Customizing your diet using food swaps
Food swaps are a dieting tactic Dr. Manchanda outlines in his book, Your Heart House. By simply replacing certain food items for heart healthy snacks and alternatives (lettuce for bread, water for juices and soda, fruit for dessert, etc.) you’re already taking an enormous step towards preventing heart disease.
Regulating alcohol intake is another way to ensure your heart health is top notch. Although studies show that alcohol can have anti-inflammatory and anti-oxidative effects, too much can cause cardiomyopathy and damage the heart walls. It’s best then to stick to 1-2 glasses of wine or its equivalent a night, Dr. Manchanda says.

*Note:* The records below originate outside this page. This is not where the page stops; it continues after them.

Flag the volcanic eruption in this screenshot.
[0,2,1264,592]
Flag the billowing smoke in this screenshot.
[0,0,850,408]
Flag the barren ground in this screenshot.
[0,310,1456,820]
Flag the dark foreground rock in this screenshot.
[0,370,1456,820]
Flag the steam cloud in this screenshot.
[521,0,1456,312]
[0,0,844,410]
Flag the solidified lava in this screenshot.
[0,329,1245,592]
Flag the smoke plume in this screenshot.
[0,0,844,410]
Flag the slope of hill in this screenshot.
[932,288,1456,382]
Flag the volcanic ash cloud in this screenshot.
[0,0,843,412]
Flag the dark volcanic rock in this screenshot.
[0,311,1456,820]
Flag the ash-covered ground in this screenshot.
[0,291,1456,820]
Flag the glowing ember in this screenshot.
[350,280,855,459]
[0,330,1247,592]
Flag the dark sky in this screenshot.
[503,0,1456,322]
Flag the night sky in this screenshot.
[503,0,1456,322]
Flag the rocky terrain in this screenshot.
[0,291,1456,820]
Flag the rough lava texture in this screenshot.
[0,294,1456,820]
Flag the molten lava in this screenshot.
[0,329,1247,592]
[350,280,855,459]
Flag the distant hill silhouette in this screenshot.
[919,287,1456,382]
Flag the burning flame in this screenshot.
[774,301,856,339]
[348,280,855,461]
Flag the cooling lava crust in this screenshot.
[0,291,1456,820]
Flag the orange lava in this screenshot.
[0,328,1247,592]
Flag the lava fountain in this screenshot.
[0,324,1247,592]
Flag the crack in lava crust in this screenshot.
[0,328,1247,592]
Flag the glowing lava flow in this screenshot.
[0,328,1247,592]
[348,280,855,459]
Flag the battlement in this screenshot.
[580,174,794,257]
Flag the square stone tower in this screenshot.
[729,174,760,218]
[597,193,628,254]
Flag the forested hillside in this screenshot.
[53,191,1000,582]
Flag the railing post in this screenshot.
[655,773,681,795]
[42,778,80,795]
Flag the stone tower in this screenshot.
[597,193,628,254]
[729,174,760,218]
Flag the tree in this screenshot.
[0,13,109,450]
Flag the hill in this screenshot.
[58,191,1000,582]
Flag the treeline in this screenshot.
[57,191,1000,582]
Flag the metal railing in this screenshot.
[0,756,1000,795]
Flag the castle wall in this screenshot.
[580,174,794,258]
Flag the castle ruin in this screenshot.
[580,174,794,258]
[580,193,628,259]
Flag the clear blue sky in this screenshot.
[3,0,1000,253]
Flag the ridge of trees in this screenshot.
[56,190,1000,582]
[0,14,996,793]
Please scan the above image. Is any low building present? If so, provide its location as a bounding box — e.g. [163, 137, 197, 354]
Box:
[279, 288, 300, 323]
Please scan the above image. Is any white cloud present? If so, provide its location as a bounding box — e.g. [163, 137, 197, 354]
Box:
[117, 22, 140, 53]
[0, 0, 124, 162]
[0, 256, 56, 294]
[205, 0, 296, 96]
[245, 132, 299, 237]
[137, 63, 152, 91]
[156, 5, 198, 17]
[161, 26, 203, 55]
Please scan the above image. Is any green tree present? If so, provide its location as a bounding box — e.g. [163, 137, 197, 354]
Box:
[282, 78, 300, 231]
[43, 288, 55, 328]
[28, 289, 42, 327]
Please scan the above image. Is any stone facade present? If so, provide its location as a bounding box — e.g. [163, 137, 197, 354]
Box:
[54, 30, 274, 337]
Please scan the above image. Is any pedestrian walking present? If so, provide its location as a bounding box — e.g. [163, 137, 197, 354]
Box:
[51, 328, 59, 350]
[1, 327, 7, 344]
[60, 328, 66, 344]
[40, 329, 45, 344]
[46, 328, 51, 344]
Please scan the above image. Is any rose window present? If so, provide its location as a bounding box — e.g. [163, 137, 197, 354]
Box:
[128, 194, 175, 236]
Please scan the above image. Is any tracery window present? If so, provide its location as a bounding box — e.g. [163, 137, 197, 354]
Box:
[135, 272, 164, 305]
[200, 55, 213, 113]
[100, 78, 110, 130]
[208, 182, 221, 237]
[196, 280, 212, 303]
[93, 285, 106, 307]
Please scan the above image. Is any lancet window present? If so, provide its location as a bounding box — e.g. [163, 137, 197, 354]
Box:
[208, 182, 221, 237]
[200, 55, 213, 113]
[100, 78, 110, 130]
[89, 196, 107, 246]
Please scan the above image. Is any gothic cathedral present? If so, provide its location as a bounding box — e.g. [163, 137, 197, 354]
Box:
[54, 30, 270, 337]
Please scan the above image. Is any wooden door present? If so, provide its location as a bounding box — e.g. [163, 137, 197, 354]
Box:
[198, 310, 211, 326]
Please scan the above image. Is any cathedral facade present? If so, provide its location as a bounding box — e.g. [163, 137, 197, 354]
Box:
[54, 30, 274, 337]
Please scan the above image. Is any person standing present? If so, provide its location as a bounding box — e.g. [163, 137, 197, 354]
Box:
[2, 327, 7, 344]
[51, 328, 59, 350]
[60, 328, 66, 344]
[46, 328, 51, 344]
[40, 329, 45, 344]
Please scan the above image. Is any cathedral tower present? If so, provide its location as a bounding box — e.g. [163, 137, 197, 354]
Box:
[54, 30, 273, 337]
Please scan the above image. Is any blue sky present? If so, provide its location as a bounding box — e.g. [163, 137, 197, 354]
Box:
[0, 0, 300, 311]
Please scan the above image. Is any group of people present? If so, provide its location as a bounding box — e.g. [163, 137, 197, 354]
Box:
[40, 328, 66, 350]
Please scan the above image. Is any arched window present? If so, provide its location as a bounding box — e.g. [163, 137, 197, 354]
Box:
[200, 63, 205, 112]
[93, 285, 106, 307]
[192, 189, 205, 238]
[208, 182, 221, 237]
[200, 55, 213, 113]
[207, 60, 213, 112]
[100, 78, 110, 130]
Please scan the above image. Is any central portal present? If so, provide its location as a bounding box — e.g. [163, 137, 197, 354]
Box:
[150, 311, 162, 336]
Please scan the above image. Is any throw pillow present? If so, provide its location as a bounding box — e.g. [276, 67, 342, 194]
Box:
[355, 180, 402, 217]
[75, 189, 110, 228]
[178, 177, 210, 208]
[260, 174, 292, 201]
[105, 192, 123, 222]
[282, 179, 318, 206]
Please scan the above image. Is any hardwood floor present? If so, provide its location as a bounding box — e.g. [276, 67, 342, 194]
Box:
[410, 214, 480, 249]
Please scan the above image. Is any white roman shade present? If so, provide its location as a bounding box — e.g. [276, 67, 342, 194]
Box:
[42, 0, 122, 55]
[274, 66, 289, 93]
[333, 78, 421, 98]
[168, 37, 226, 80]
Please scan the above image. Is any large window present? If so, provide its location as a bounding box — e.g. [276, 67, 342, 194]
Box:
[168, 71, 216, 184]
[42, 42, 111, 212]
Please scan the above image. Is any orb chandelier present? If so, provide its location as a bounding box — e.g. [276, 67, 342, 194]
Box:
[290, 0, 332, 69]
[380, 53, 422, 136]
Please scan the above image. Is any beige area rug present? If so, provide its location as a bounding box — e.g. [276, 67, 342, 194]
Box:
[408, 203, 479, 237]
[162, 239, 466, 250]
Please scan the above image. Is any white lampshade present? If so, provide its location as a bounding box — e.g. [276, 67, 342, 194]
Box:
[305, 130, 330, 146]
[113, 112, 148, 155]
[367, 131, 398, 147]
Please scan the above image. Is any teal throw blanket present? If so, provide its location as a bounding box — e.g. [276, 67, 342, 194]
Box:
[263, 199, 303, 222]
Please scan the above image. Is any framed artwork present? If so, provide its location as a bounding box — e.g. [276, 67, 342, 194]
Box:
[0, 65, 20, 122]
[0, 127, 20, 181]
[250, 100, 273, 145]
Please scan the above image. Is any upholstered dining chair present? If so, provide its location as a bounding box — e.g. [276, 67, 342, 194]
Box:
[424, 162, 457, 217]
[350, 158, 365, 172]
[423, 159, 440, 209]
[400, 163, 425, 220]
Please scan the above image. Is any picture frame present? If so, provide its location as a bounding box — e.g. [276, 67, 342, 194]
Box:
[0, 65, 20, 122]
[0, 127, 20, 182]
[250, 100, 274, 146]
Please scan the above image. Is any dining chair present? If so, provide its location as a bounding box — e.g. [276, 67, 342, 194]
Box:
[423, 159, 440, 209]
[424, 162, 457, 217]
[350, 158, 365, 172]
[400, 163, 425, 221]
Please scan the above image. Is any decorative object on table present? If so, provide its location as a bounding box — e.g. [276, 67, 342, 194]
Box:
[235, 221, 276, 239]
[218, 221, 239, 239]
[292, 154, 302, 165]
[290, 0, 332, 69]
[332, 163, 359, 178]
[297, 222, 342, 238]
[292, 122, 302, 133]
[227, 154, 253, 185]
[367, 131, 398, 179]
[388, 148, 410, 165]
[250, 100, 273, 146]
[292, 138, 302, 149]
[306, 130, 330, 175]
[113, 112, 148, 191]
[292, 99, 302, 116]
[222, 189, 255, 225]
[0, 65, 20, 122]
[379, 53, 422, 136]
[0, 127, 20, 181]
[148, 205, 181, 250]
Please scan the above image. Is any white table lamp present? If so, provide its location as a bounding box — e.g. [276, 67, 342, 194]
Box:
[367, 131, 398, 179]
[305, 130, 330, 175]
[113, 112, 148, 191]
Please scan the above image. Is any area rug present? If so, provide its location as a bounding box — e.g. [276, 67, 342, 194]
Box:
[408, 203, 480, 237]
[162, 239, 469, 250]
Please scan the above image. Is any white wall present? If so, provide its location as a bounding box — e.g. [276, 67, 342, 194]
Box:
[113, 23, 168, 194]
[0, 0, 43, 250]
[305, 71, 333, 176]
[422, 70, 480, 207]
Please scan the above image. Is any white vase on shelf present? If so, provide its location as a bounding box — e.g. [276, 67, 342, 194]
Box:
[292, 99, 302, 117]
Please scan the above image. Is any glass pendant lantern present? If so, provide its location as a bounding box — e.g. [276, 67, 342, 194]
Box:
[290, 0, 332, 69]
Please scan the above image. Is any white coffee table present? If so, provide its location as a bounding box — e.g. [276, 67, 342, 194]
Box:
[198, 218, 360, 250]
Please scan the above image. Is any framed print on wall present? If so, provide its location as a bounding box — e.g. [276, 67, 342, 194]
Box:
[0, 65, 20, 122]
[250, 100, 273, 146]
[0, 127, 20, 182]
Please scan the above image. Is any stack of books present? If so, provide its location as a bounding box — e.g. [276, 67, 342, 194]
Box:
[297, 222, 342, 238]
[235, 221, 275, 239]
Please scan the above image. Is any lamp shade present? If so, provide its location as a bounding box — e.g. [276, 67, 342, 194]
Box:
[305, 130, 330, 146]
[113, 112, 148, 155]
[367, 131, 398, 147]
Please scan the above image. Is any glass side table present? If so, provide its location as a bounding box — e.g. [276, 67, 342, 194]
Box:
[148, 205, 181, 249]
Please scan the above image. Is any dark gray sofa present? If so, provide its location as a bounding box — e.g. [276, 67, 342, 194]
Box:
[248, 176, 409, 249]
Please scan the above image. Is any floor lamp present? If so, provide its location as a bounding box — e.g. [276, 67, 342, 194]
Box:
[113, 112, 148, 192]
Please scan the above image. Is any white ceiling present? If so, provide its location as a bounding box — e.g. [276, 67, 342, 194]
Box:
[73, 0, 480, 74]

Sugar versus fat is another issue covered in the interview, particularly how much more dangerous sugar can be due to its deceptive properties. For instance, sugar can easily be hidden in the unlikeliest of places, like salad dressing or condiments or sports drinks, and thus can be consumed without even knowing it. And once in the body, it is mostly turned directly into fat.
Boosting Your heart health through prevention and education
Dr. Manchanda recommends four different techniques to help prevent heart disease.
• Get active
• Quit smoking
• Improve your diet
• Reduce your stress levels
Many people have probably heard of these preventative techniques before, and many who have heard of them have still chosen not to use them. They are overused clichés that end up falling on deaf ears for many.
However, Dr. Manchanda says, getting these messages across while at the same time educating the public on how they work to help your body on a fundamental level is the key. When you know how and why something works you are more likely to use it than if someone simply tells you to do it.
That’s why Dr. Manchanda’s Your Heart House is so effective: it simplifies the complexity of your heart and puts it and its health into terms anyone can understand. And that, Dr. Manchanda says, is the key to change.